Он обернулся и взглянув в холодные глаза тех двоих, в портупеях, хромовых сапогах, брюках галифе с синими лампасами, орден трудового красного знамени на груди, вишневый лак значка сверкал как немыслимая драгоценность, рубиновое стекло, и ниже тёмно-синий сапфир орден за немыслимые трудовые заслуги перед отечеством. Кощунство. Стекло в раме было старым, доре-во-люционным таким же древним, из другого мира экспонатом как и корабельная рында колокол, медная, блестящая. Очень звонкая. Висящая на деревянной балке в прихожей.
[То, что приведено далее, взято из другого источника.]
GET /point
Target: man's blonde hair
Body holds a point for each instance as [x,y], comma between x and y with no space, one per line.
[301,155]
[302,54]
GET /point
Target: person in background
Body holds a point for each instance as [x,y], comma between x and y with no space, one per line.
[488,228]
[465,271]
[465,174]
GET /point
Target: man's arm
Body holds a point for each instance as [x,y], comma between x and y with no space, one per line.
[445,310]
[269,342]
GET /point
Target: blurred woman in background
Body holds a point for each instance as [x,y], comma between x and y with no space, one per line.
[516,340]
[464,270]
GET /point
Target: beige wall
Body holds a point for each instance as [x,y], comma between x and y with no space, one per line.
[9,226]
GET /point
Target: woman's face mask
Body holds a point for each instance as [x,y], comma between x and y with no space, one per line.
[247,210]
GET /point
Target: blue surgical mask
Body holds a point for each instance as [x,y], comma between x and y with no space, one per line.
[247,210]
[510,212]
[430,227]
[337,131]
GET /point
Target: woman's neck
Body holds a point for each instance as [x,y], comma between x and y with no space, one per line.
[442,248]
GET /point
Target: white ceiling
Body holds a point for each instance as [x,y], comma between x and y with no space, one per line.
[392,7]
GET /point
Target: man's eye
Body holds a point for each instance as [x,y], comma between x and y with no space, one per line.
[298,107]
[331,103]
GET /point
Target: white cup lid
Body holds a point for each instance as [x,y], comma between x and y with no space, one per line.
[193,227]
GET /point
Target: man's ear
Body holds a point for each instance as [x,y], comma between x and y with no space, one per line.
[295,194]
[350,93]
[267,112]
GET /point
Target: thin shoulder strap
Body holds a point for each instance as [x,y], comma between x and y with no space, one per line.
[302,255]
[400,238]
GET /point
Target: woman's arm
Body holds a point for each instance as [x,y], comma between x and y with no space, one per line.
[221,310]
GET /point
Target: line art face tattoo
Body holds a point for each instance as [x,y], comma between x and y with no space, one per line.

Красноватый металл, с витой надписью, ещё  с ятями по кромке: Двенадцать Апостоловь.
Корабля нет, он затонул в цусимском сражении. Давно.
Бом! Бом. Бом. Два коротких, один длинный. А рында жива. Говорят, что память жива в сердцах людей. И тех
Следом, вереницей шли полным ходом крейсер Урал, Изумруд, вдалеке, оставая, пыхтя трубами вспомогательный транспорт Анадырь.  Бом. Пробоина. Кренится, пенится буранами вода заливая машинное отделение. Треск ломающихся переборок. Застопорил ход Урал и круто уваливающий, пытаясь выйти из-под огня  Изумруд.
Команду, сборную солянку из тех кто выжил подобрал дрейфующий в отдалении Анадырь.
А ещё он вспомнил себя сидящим в спасательной лодке в обнимку с корабельным колоколом и двоих матросов отчаянно загребавшими веслами по пенному морю покрытому обломками деревянных конструкций, всем тем, что уже не нужно, не пошло на дно но ещё долго и обречённо будет плавать, пока не прибьет его к русскому или тому берегу, на котором говорят ломаными английскими фразами.


Диссертация была на английском. За каким чертом надобно писать ее на враждебном языке. Быть может, в надежде опубликовать ее в старом свете. А этот, новый мир он не любил. Это был мир корой ему был непонятен и страшен своей железной логикой. В нем не было места людям с прежним укладом жизни.
 Впрочем, те люди не стали вдаваться в подробности. Статья изобиловала координатами мест, которые по их мнению были секретными. Этого было вполне достаточно. Быть может шпион. Быть может диссидент. Доказательство сей басни не проблема. Из двух возможных вариантов либо двадцать пять лагерей  либо расстрел,но следовало выбрать наименее безболезненное. Значит, расстрел.
Тем летом, когда гнус не даёт ни спать ни работать, почему то казалось что наилучший вариант побег, ведь леса таежные он знал прекрасно и смог бы продержаться сколь угодно долго.

Капитан в круглых (почему то у всех следователей были круглые очки) быть может они  всего лишь хотели походить на Главного или, в конце концов, это было лишь дань моде, он не знал, да и не ведал, да и не хотел знать, он хотел спать, а спать было нельзя, в лицо светил ровный, ослепительно яркий свет и когда мир начинал заваливаться набок, подходил кто то и поправлял, бил как в вату железным кулаком своим, а после, свет появлялся вновь и лицо капитана в круглых очках являлось как лик святого)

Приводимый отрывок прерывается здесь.